I ran in needing desperately to pee and told the bartender to have a glass waiting for me when I came out of the bathroom—but he halted my progress to ask if I wanted to get a manicure at their little manicurist pop up in the corner.
“No,” I said, glancing towards the toilets, “I’m going on a date.”
When I came out again, I found the bartender and the three bar patrons debating whether or not my date was in this bar. Would I inhale my prosecco and run out the door to a second location?
I laughed and took my glass to a quiet seat under a row of defunct hair dryers. A man walked in and also rushed to the bathrooms. This was my date.
When I was a younger person, I almost exclusively dated people ten plus years older than me. In college, I had a boyfriend my own age, but we broke up because I was fascinated by man in his thirties who was in a long term relationship. He still responded to my interest. I am now as old as he was then, and I occasionally wonder: what was he thinking?
Obviously, I can guess at the psychology of older people engaging romantically or sexually with younger people pretty easily, but when I look at a 20-year-old now, I see someone too young to engage with, even if they’re smoking hot.

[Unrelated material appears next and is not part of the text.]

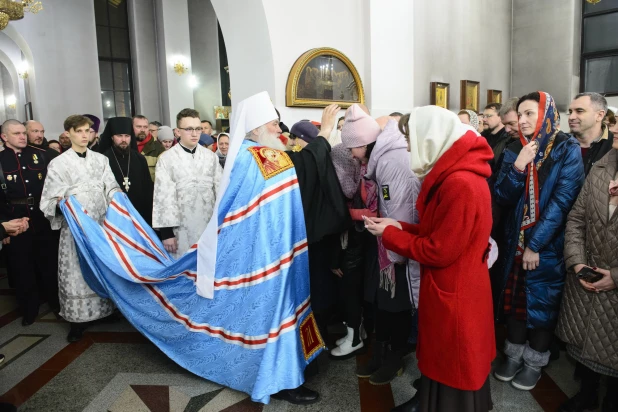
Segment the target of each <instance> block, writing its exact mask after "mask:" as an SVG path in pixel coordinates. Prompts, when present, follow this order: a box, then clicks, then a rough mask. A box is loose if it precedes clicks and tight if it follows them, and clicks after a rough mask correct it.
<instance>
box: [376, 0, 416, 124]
mask: <svg viewBox="0 0 618 412" xmlns="http://www.w3.org/2000/svg"><path fill="white" fill-rule="evenodd" d="M366 7H367V9H366V11H365V12H366V15H365V24H367V25H368V30H367V33H368V39H367V40H368V42H367V43H368V45H369V48H368V54H367V55H366V56H365V60H366V62H367V63H368V65H367V66H366V67H367V68H368V70H366V74H365V77H366V78H367V79H368V81H367V82H366V83H367V84H366V85H365V91H366V94H367V97H368V99H367V100H368V107H369V109H370V110H371V115H372V116H374V117H377V116H383V115H388V114H390V113H392V112H395V111H400V112H406V111H409V110H410V109H412V107H413V106H414V86H415V85H414V32H413V18H412V17H413V15H412V13H413V11H412V8H413V2H412V1H409V0H391V1H389V2H388V5H386V4H385V3H384V2H383V1H379V0H366Z"/></svg>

Knowing someone well can also change how you view their age, for better or worse. Knowing someone builds trust and something closer to equity. Reflecting later on why my date seemed too young for me at 26, though I’ve probably hit on/made out with/whatever’d with people of a similar age gap, I realized it was the power imbalance. He was nervous and I was not.
I’m not saying I’ll never be nervous on a date again. It could happen. At the moment, though, I am a gentle guide through the dating process, like…Charon on the river Styx.
My date very nicely admitted his nerves and I told him he was safe with me. We talked and drank a lot of prosecco and it was honestly a very lovely date and he was a cute guy. I just couldn’t shake my feeling that I had some sort of power over this person I hadn’t earned, because I was older, because he knew me through my writing, because he was having a moment where he was getting back into dating. I relate, but I’m in a different place now, which is an epiphany of its own.
Power is a component of love and sex. Some people seek to exercise it over others, some lack awareness of the ways that they do. I often think about that older man and wonder what he saw when I was only 20: an inexperienced girl who didn’t know what she was getting into, or a woman he’d come to know over years who seemed wise for her age. The answer would change a lot.
Anyway, if there are any 26 year old ladies looking for a date, I have someone to recommend.